Journal d'actualités sur le Congo-Brazzaville administré par le LION DE MAKANDA (LDM) pour les démocrates patriotes du Congo-Brazzaville œuvrant pour le retour de la démocratie perdue en 1997. Nous nous battons par amour avec les mots comme armes et le Web comme fusil.
Par Norbert de Saint Jacques
SASSOU, LA FIN C’EST POUR BIENTOT
Par Norbert DE SAINT JACQUES
Ben Ali, Hosni Moubarak et aujourd’hui Mouammar Kadhafi ont réalisé à quel point, la colère d’un peuple peut être explosive, emportant tout sur son passage.
La lettre du continent du 24 février 2011 nous livre un passage sur le dictateur congolais avec comme titre : "Sassou conjure le syndrome tunisien". En attendant un possible relèvement des salaires des fonctionnaires, le chef de l’Etat s’empresse de cadeauter les provinces potentiellement frondeuses. On apprend que Sassou a nuitamment réuni, début février 2011, les caciques de son Parti au pouvoir, le PCT pour réfléchir à des mesures permettant de contenir la grogne sociale qui gronde depuis fin 2010 à Brazzaville.
C’est peine perdue car ce n’est pas au dernier moment et sous le feu de l’actualité, qu’il faut porter attention aux problèmes difficiles que connaissent les Congolais. Voici bientôt 14 ans que le dictateur congolais est revenu au pouvoir. Les Congolais ne se reconnaissent plus dans leur pays, tellement les conditions sont comparables à celles du moyen-âge. Manque d’eau et d’électricité, pas d’hôpitaux dignes de ce nom, pas de routes, etc. Alors que paradoxalement, lui et sa famille se sont enrichis sur le dos des Congolais qui croupissent dans la misère totale.
Sa fortune est estimée aujourd’hui à près de 78 milliards d’euros soit 51.168 milliards de FCFA dans les comptes privés en France, au Brésil, aux Emirats Arabes et à la Banque de Chine, en plus des immeubles et des voitures de luxe. En plus de la fortune de sa femme, des enfants et des neveux.
Malgré le fait d’avoir rassuré l’armée et les services de sécurité, d’avoir laminé l’opposition, rien ne résistera à cette stratégie. Ben Ali, Hosni Moubarak et Mouammar Kadhafi l’ont appris à leurs dépens. L’armée et les services de sécurité finiront par vous lâcher, pour pactiser avec le peuple. C’est leur dernier salut si ces derniers souhaitent que leurs familles restent au Congo Brazzaville.

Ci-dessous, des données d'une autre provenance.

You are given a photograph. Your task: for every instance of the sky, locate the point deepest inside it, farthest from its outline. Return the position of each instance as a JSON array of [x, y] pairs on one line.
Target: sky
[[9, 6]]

Si vous donnez l’ordre de tirer sur le peuple, vous aurez à dos, la communauté internationale et vous finirez au TPI, ou livré au peuple congolais. Votre marge de manœuvre est très restreinte. De même, vous ne pourrez disposer de vos avoirs volés au peuple congolais car ils seront saisis et gelés. Il ne vous reste plus qu’à imaginer le pays qui vous accueillera lors de votre fuite avec les membres de votre famille qui le pourront. Mais faites attention car certains amis d’hier vous refuseront leur sol, et vous le savez très bien.
Si vous êtes courageux, démissionnez ! C’est la meilleure solution pour vous, vous aurez au moins la vie sauve par le fait d’être emprisonné quelque part sinon le peuple se déchaînera sur vous et les membres de votre famille.
Malgré les opérations Kimia dans le Pool et ailleurs, ce peuple, mains nues, se retournera bientôt contre vous. C’est une question de jours maintenant !
Monsieur Sassou, votre fin, c’est pour bientôt !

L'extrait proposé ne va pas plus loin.